Pourquoi vos e-mails 1&1 Web Mail s’égarent en route : panorama des causes les plus courantes
Personne n’est épargné : les messages qui disparaissent ou atterrissent dans le dossier spam du destinataire sont, avec 1&1 Web Mail (devenu IONOS), un scénario plus répandu qu’il n’y paraît. Ce n’est jamais une histoire de malchance. Derrière la panne, un enchaînement de failles qui ne demandent qu’à être identifiées.
En haut de la liste, la configuration du SPF ou du DMARC côté DNS. S’il manque le fameux include:_spf.perfora.net ou include:_spf.kundenserver.de, vos messages s’étiolent en route. Les antispams de Gmail, Orange, SFR ou Free les retiennent sans appel, jugeant l’expéditeur peu fiable. Pas de place pour l’approximation : chaque détail compte.
L’autre point négligé ? L’adresse IP du serveur. À la moindre suspicion, ou si celle-ci rejoint une blacklist après une série d’envois douteux, c’est le couperet. Virus, configuration EHLO incorrecte, ou activité suspecte, et la délivrabilité s’effondre. Un pare-feu ou un antivirus ombrageux peuvent aussi mettre fin aux échanges, parfois sans signal visuel, tout en bloquant discrètement le canal SMTP.
Côté client mail, le danger rôde aussi : sur le webmail, depuis le mobile, via Outlook ou Thunderbird, un port SMTP erroné ou un chiffrement TLS absent paralysent la machine. Les réglages IMAP/POP, mal ajustés, font le reste. En environnement mutualisé ou sur un VPS cloud chez IONOS, la moindre discordance compromet tout le flux. La délivrabilité se gagne sur tous les terrains, aucun paramètre n’est secondaire.
Des solutions concrètes pour rétablir l’envoi sans s’énerver
Première étape : jeter un œil aux enregistrements SPF dans la zone DNS. S’il manque l’IP du serveur ou les entrées officielles d’IONOS (include:_spf.perfora.net ou include:_spf.kundenserver.de), l’acheminement du message se grippe rapidement. La terminaison ~all prévient bien des obstacles chez la plupart des services de messagerie. Des outils de vérification en ligne peuvent vous aider à valider la syntaxe, histoire d’écarter les pièges grossiers.

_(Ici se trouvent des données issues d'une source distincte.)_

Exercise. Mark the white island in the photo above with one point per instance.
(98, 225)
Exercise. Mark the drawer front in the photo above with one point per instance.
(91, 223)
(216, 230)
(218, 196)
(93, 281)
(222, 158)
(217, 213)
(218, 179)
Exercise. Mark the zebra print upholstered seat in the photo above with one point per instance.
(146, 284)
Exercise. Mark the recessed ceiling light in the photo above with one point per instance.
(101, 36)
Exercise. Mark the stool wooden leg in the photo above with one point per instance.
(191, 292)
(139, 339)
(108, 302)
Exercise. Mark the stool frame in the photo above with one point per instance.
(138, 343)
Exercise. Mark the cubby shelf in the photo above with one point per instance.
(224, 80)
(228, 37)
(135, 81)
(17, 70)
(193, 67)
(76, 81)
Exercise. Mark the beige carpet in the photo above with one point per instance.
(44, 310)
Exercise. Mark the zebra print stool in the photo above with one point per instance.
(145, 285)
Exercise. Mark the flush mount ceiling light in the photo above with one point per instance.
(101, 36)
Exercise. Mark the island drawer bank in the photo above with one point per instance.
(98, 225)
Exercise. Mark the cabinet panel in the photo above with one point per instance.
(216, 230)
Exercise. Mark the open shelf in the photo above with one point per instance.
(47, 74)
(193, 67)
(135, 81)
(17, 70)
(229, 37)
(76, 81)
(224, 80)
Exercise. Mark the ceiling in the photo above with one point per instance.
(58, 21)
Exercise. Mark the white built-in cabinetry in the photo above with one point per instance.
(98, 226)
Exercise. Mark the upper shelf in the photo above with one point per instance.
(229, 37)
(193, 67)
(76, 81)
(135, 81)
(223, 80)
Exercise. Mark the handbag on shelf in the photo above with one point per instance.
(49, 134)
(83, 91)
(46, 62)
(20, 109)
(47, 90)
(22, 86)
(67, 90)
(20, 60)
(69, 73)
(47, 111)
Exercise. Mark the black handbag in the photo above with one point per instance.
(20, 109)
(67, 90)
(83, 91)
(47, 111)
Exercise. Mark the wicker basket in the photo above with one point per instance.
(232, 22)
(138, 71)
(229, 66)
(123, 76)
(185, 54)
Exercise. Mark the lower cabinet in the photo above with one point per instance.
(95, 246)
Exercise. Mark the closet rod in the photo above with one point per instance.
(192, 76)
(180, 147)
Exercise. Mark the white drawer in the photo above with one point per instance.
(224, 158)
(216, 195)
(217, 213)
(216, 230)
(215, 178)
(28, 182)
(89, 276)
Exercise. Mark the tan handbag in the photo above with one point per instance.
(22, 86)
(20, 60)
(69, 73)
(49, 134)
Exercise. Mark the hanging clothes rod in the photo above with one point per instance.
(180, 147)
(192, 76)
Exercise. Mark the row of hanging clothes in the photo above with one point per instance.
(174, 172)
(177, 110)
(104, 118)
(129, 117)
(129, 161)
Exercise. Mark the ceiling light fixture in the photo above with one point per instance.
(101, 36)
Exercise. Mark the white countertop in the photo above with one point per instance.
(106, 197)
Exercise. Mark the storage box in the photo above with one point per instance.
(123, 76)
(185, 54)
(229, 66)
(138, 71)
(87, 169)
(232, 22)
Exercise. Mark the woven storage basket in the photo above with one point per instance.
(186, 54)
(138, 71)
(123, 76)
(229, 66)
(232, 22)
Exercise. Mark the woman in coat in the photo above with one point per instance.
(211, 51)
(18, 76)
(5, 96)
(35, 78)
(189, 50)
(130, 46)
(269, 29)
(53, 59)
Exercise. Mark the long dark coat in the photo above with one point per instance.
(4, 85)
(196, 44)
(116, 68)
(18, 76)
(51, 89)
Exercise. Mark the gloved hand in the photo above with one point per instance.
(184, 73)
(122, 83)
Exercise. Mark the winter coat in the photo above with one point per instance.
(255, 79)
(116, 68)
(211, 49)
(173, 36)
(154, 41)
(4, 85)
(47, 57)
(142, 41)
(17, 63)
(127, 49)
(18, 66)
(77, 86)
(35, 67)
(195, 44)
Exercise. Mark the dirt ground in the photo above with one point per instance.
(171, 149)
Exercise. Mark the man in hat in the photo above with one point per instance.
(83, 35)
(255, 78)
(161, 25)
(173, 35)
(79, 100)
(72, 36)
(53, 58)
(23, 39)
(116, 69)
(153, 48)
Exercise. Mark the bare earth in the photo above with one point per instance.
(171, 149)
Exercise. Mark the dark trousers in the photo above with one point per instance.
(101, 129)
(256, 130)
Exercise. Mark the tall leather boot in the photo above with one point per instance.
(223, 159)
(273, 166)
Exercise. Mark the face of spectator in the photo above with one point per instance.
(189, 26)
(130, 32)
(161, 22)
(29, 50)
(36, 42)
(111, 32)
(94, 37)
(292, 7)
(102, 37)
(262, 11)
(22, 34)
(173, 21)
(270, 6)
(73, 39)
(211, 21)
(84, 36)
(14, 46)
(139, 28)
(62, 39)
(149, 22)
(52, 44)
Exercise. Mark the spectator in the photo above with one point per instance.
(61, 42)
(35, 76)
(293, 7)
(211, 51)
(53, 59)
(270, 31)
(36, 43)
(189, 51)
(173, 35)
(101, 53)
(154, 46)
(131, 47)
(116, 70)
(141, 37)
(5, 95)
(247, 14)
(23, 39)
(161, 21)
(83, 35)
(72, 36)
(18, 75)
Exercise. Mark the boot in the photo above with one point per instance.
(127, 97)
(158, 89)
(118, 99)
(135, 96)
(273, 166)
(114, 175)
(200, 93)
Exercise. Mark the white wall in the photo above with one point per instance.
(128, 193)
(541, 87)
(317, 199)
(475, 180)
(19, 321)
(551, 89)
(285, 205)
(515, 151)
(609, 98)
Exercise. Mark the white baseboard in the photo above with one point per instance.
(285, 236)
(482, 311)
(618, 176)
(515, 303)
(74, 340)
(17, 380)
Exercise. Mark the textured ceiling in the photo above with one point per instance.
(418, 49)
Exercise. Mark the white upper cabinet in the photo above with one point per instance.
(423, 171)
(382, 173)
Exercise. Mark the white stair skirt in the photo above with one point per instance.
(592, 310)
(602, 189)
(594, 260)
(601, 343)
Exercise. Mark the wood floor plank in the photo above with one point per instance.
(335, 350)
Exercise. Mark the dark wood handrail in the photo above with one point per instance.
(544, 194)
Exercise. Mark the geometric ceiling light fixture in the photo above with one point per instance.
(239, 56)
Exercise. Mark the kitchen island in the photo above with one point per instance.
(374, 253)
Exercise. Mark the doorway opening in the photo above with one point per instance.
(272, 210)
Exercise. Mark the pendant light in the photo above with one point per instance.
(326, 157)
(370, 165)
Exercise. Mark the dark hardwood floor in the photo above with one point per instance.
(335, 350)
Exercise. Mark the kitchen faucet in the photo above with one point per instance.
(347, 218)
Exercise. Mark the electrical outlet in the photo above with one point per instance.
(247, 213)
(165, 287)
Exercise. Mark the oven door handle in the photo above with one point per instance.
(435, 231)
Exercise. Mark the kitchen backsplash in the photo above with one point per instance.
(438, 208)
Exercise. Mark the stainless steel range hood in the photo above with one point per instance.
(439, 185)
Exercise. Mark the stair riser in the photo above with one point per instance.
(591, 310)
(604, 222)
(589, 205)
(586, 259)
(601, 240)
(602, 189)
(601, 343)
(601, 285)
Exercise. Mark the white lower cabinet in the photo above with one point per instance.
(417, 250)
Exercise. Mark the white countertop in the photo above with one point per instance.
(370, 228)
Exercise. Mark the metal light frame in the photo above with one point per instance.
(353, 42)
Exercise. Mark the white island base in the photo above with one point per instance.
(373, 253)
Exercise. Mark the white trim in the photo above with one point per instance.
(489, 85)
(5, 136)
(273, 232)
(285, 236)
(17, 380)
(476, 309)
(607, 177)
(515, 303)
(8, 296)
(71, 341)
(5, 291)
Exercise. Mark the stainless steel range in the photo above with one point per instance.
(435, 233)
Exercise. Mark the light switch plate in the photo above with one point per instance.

Quelques pratiques à installer, pour améliorer la réputation de votre adresse d’expédition et réduire le risque de blocage :
- Supprimez régulièrement les comptes inactifs et les doublons dans vos fichiers de contacts. Garder une base saine fait toute la différence.
- Évitez les envois massifs non sollicités : ils sabordent rapidement la fiabilité de votre serveur, surtout depuis un VPS cloud ou une machine dédiée.
Travailler sa réputation IP paie particulièrement sur les serveurs IONOS configurés pour l’envoi d’e-mails, mais la logique reste la même ailleurs.
Prenez aussi le temps d’analyser les réglages de votre logiciel de messagerie : activez le chiffrement TLS, choisissez le bon port SMTP, et vérifiez que les paramètres IMAP ou POP respectent bien ceux du fournisseur. Si un doute subsiste, la comparaison avec les recommandations officielles lève vite le voile sur l’erreur.
Il ne faut pas négliger le rôle de la sécurité locale. Si un antivirus ou un pare-feu bloque le trafic SMTP, l’échange ne peut pas aboutir. Une manipulation simple : désactivez-les temporairement pour voir si le problème vient de là. Le cas échéant, il suffira d’ajuster les filtres pour que l’envoi reprenne, sans passer par la case support.
Finalement, l’efficacité se joue sur la rigueur : vérification minutieuse du DNS, configuration logicielle attentive, nettoyage de la base de contacts. Un ajustement et la délivrabilité est retrouvée, les messages filent sans accrocs. À ce rythme-là, les mails ne s’égarent plus dans les méandres numériques mais retrouvent leur destinataire, comme une lettre remise en mains propres.